Oleh: Luthfi Retriansyah
KUPANG.NUSA FLOBAMORA– Setiap kali hasil Programme for International Student Assessment (PISA) dirilis, posisi Indonesia kembali memunculkan kegelisahan. Singapura konsisten berada di papan atas dunia, sementara Indonesia masih bertahan di kelompok bawah dalam literasi membaca, matematika, dan sains. Kekhawatiran publik wajar: bagaimana mungkin kita berbicara tentang bonus demografi dan daya saing, jika kemampuan dasar membaca teks dan memahami angka pun masih lemah?
Namun di saat yang sama, dari negara-negara “juara PISA” justru bermunculan cerita lain: anak-anak yang hidup di bawah tekanan akademik, takut gagal, cemas menghadapi ujian sejak sekolah dasar, hingga meningkatnya kasus gangguan kesehatan mental yang terkait dengan stres belajar.
Di titik ini, pertanyaan penting muncul: haruskah Indonesia memilih antara generasi yang berperingkat tinggi tetapi rapuh secara emosional, atau generasi yang lebih bahagia tetapi tertinggal secara akademik?
Artikel ini berargumen bahwa Indonesia tidak perlu memilih salah satu. Kuncinya terletak pada pergeseran pendekatan pedagogi: dari pendidikan yang menakut-nakuti menuju pendidikan yang menuntut secara akademik, namun tetap memanusiakan peserta didik dengan berpijak pada gagasan Ki Hajar Dewantara.
PISA dan Cara Kita Membaca Ranking
PISA tidak sekadar mengukur hafalan, tetapi kemampuan menerapkan pengetahuan dalam konteks nyata. Di situ terlihat kualitas literasi dan numerasi yang menjadi fondasi bagi kemampuan berpikir tingkat tinggi. Dalam beberapa siklus terakhir, Singapura menunjukkan performa sangat tinggi; mayoritas siswanya mencapai bahkan melampaui level minimum yang ditetapkan. Indonesia, sebaliknya, masih berjuang untuk memastikan sebagian besar anak sekadar mencapai standar dasar.
Data ini penting sebagai peringatan bahwa ada masalah serius dalam kualitas pembelajaran kita. Namun, persoalan muncul ketika ranking dan skor dijadikan satu-satunya kompas.
Pertanyaan “peringkat kita nomor berapa” lalu menutupi pertanyaan yang lebih mendasar: dengan cara bagaimana skor itu dicapai, dan apa yang terjadi pada anak-anak di balik angka-angka tersebut?

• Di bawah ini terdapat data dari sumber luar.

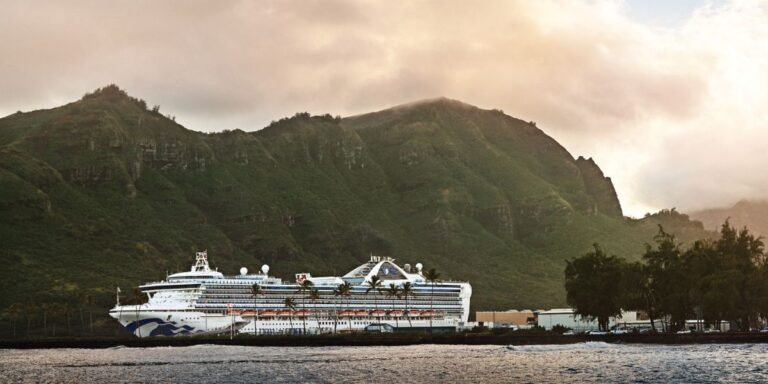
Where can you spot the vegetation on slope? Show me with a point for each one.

Pelajaran dari Singapura: Mutu Tinggi, Tekanan Tinggi
Singapura sering dijadikan rujukan keberhasilan reformasi pendidikan. Kurikulum dirancang kuat, guru direkrut secara selektif dan dilatih dengan serius, komunitas belajar guru (Professional Learning Community / PLC) berjalan terstruktur, serta kebijakan pendidikan relatif konsisten. Semua ini berkontribusi pada capaian akademik yang mengesankan.
Namun, berbagai studi dan laporan juga menunjukkan sisi lain: tingginya rasa takut gagal, budaya kompetitif yang sangat kuat, serta tekanan besar dari ujian-ujian berisiko tinggi seperti PSLE di akhir sekolah dasar. Bagi sebagian siswa, sekolah tidak lagi dipersepsikan sebagai ruang tumbuh, melainkan arena seleksi yang menegangkan.
Pemerintah Singapura sendiri kini mulai melakukan koreksi: menghapus sejumlah ujian, mendorong “joy of learning”, memperkuat pendidikan karakter dan dukungan kesehatan mental. Langkah ini adalah pengakuan implisit bahwa pendidikan yang efektif secara akademik pun dapat menimbulkan biaya psikologis jika dijalankan dengan kultur yang salah.
Bagi Indonesia, pelajaran pentingnya jelas: kita perlu belajar dari keseriusan Singapura mengelola mutu, tetapi tidak serta-merta menyalin budaya tekanannya.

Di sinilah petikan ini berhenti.